Enfin, intégrer le grand public, c’est-à-dire les parents d’élèves, mais aussi les membres
d’association travaillant dans le domaine du patrimoine et plus généralement toutes personnes
intéressées par l’histoire, permet à notre enseignement d’élargir son horizon. Un repas historique
reconstitué de façon rigoureuse, s’appuyant sur les sources et les débats des historiens, est une
médiation culturelle qui nous semble très intéressante. Par une mise en situation dans des
conditions peu habituelles de prise de repas et par une expérimentation sensorielle très souvent
surprenante, les convives apprennent d’une manière simple et libre l’histoire. Cette médiation
trouve rapidement ses limites : la durée de l’expérience (une soirée), la disponibilité des
personnes et leur ouverture d’esprit. Cependant, nombreuses sont les personnes ayant assisté à
ces repas, qui déclarent avoir appris. Ce point d’ailleurs mériterait d’être étudié systématiquement
car aucune analyse n’aborde cette réflexion.

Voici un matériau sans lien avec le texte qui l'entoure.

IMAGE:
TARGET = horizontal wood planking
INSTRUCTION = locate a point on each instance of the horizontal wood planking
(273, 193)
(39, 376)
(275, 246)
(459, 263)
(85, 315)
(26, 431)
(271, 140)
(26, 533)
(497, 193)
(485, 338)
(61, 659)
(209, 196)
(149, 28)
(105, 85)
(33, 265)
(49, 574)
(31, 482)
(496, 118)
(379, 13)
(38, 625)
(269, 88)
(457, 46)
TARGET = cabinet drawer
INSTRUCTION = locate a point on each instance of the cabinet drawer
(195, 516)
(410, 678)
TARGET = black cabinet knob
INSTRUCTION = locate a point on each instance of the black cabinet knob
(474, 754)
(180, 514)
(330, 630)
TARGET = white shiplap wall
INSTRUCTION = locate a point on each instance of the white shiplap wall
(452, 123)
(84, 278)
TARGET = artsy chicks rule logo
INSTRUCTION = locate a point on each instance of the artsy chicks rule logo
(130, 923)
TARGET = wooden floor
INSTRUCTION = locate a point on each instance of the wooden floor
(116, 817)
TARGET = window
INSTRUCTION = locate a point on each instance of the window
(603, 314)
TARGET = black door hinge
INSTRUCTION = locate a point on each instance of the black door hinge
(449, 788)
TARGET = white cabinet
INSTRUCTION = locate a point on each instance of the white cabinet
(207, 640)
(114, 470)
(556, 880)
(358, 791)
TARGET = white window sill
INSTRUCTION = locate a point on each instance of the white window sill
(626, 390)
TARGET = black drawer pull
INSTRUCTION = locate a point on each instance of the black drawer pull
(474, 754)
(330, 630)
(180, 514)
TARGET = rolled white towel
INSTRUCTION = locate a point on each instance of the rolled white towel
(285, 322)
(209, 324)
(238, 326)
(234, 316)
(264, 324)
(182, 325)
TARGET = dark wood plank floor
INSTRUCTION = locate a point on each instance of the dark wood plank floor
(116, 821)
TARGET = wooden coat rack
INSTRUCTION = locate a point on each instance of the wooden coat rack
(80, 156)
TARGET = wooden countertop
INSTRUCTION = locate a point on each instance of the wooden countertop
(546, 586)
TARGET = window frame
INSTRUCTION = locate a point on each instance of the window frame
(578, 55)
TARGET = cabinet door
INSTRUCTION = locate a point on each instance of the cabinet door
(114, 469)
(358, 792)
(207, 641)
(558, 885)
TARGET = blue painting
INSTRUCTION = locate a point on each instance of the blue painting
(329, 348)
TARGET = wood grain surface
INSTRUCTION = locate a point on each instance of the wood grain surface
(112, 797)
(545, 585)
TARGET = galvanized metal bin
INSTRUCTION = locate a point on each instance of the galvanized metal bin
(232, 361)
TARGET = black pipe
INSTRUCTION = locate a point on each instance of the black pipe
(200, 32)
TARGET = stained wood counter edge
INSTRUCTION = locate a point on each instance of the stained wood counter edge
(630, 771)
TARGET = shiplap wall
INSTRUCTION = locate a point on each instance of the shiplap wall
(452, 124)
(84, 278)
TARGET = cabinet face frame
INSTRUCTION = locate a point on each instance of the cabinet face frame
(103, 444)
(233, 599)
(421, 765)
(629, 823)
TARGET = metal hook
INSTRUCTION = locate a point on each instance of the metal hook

Nous pouvons conclure que cette expérience pédagogique, menée depuis sept ans, utilise
la reconstitution de repas à thème historique comme moyen d’aborder toutes les facettes de
l’histoire. L’alimentation permet une approche différente de l’histoire dans la recherche
scientifique mais aussi en pédagogie. Par la nourriture, on traite des rapports de l’Homme avec
soi-même, avec les autres, avec le monde et l’au-delà. Les sources et les approches sont
extrêmement nombreuses15. En cela, indépendamment d’un travail culinaire et gastronomique,
l’enseignement de l’histoire par l’alimentation est ouvert à toutes les filières de l’éducation. Dans
la filière hôtelière, en plus d’apporter de la motivation aux élèves, cet enseignement permet une
réflexion et une distanciation de l’apprenant vis-à-vis des méthodes et des savoirs professionnels
transmis.
14
BORNE D., « Quelles entrées possibles dans les programmes d’histoire-géographie de l’enseignement général ? »,
Histoire de l’alimentation, quels enjeux pour la formation ?, Dijon, Éducagri, 2004, p.51.
15
MONTANARI M., « Former les professionnels de l’hôtellerie à l’histoire ou les historiens à l’alimentation ? », Histoire
de l’alimentation, quels enjeux pour la formation ?, op. cit., p. 186.